I’ve read Kitchen Confidential more than once. I watched No Reservations and Parts Unknown the way other people watch sitcom reruns — always something on in the background. So a movie about the summer that turned Anthony Bourdain into a cook, before any of the rest of it happened, is exactly my kind of thing.
The first trailer just dropped. I’ve watched it a few times. Here’s where I am.
Quick context if you need it
This isn’t a cradle-to-grave biopic, which honestly is the right call. Tony is about one summer: 1976, Provincetown, Massachusetts. A 19-year-old Bourdain wants to be a writer, takes a restaurant job instead, and gets pulled into kitchen life under a Brazilian-born chef who more or less rewires him. It’s pulled from stories in Kitchen Confidential. Matt Johnson (BlackBerry, Nirvanna the Band the Show the Movie) directs and co-wrote the script.
Bourdain’s estate signed off on this one, which matters. Their statement: “We chose to support Tony because it is not a standard biopic and doesn’t attempt to summarize a life… It is an interpretation, as that part of Tony’s life will always remain somewhat unknown.”
About that cast
Dominic Sessa (The Holdovers) leads as young Bourdain. Emilia Jones (HBO’s Task) plays Nancy, his love interest that summer. Antonio Banderas (Paddington in Peru) is Ciro, the restaurant owner and chef who takes him under his wing — the guy who essentially makes him a cook. Leo Woodall (The White Lotus) and Stavros Halkias (Bugonia) play Sal and Dimitri, two of the kitchen crew. Rich Sommer (Mad Men) plays Tony’s father, Pierre. Dagmara Domińczyk (Netflix’s Black Rabbit) rounds things out.

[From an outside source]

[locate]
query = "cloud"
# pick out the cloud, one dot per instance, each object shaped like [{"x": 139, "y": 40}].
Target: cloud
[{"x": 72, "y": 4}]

That’s a real cast for a movie about one unglamorous summer nobody used to talk about.
Watch the trailer
Oyster shucking, lobster prep, cooks jumping into the ocean at 3 a.m., a party that clearly doesn’t stop when the restaurant closes. It’s the chaos and camaraderie Kitchen Confidential actually captured, not a sanitized version of it.
Tony opens in theaters on August 7, 2026, from A24.